What do you mean by rack awareness in HDFS?
Rack awareness is having the knowledge of Cluster topology or more specifically how the different data nodes are distributed across the racks of a Hadoop cluster. The importance of this knowledge relies on this assumption that collocated data nodes inside a specific rack will have more bandwidth and less latency whereas two data nodes in separate racks will have comparatively less bandwidth and higher latency.
The following article provides a very detailed description of Rack Awareness. https://community.hortonworks.com/articles/43057/rack-awareness-1.html
Following link provides how it can be implemented in HDP: https://docs.hortonworks.com/HDPDocuments/HDP2/HDP-2.6.5/bk_hdfs-administration/content/ch_configuri...
Rack awareness is the knowledge of network structure(topology) ie location of different data node across the Hadoop cluster. While reading/writing data in HDFS, Name node chooses the Data node which is in the same rack or if not available atleast in a nearby rack. This is done by maintaining Rack id of each data node by name node.
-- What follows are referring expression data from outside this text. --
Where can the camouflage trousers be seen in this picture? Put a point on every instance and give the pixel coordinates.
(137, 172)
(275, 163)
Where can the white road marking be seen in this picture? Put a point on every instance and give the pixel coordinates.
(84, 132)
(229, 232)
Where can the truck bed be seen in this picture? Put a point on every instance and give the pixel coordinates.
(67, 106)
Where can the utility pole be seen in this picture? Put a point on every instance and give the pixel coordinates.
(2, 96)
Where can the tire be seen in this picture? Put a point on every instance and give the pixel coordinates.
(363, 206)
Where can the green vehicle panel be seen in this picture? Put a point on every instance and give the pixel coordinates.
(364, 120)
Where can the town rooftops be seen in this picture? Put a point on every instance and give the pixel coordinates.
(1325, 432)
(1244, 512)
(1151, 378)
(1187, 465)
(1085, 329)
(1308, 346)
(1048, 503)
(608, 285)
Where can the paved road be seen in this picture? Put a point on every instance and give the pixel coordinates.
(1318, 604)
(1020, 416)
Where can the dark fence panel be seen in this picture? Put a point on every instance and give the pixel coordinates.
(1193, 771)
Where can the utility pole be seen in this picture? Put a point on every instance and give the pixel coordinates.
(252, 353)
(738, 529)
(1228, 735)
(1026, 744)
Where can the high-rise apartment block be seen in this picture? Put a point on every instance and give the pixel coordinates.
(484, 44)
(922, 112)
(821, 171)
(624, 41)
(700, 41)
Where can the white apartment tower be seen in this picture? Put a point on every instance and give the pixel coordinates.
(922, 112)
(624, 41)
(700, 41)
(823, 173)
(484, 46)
This process of choosing nearby Datanodes based on Rack ID is called as Rack Awareness. By default, Hadoop assumes all Data node belongs to the same Rack.
Rack awareness is important due to below reasons :
• It ensures high data availability and reliability.
• It improves network bandwidth.
• It increases cluster performance.
• It helps to recover data if Rack failure occurs. If rack id information is known, a back node can be easily located in case of Rack failure.